I lay there for a little while longer, propped up on my elbow, watching her sleep, thinking. She looked so young there next to me, so pretty, but so naïve and vulnerable, too. For a moment, I seriously questioned my motivations. Just how crass was I in sleeping with Madi? I briefly wondered if deep down I was only trying to get my rocks off, and having succeeded, I should sneak out, head back to Lincoln, and just ditch Madi completely after one night together.

But I also knew that was bullshit. I knew I couldn't do it. For one thing, Madi was Libby's sister, and I was still going to be friends with Libby and Tommy, no matter what, so even if I wanted to, it wouldn't have worked -- I would have continued to see Madi upon occasion and then it would have been just incredibly awkward.

But even if that wasn't true, I wouldn't have done it anyway. It's just not in me. I'm not that much of an asshole. And let's face it, even if I had no emotional attachment to Madi -- and I did have feelings for her -- I'd just experienced the best night of sex in my entire life, so whether it was crass or not, I knew I'd be coming back for more. It was a conundrum, and no matter how much I thought about it, I had no idea what I should do at that moment.

My brain must have been making a lot of noise, because after a few more minutes of staring at her and thinking, Madi woke up to see me hovering over her like some kind of fucking ghoul. As soon as she realized where she was, her face broke into a huge grin, and she craned her neck upward to kiss me.

"Good morning, baby! What are you looking at?"

"You."

"That's nice! I like it when you look at me." She paused. "How did you sleep, lover?"

"Good, fine, I guess. I always wake up early though. I shouldn't stay up that late, because every time I do, I get up at the same time, no matter what time I fell asleep."

"What time is it?"

"A little before nine."

"That is early. Maybe we should tire ourselves out again, so we can fall back to sleep." She smiled at me again, that hopeful, expectant smile that I'd already come to recognize. Suddenly she realized I was dressed. "Hey! You got dressed; how come?"

"I probably need to get going pretty soon", I said sort of matter-of-factly. "I'm supposed to help my brother move some shit before I go back to Lincoln." It was a lie, but it was a lie that I knew Madi would never question, because Madi trusted me far more than she should have. It was a part of who she was -- innocent, trusting, and grateful.

"Oh." I knew it disappointed her, and I wondered briefly if that's why I said it. "Oh well, I guess I'll see you when I see you then. When do you think you'll be coming back to town?"

It was a good question, and one that I hadn't thought about at all. But, all of a sudden, in the moment, I came up with an idea that I suspected would appease her disappointment. "Madi, what are you doing two weekends from now?"

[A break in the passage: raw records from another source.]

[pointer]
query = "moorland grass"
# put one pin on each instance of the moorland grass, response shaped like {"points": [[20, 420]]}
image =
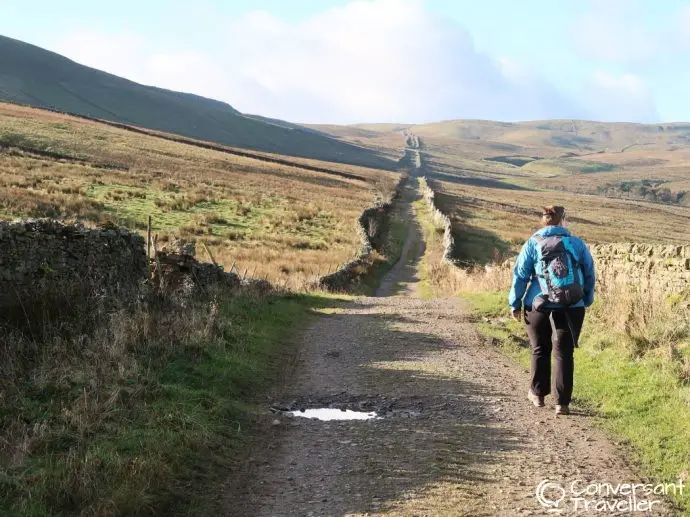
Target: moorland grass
{"points": [[284, 223], [638, 393]]}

"I don't know. I guess I don't have any plans. Why? Do you think you're gonna come back home again that weekend?"

Right then and there, I made a decision. "You know what I've decided? I'm gonna put in my two weeks' notice tomorrow. I think I need a little vacation. I've been working all summer, and school is going to start up again in three weeks. I don't want to work right up until the fall semester begins. I deserve a vacation, a short one anyway, and you know what, so do you, Madi! Do you think you could get a day off from work -- maybe that Friday or the following Monday?"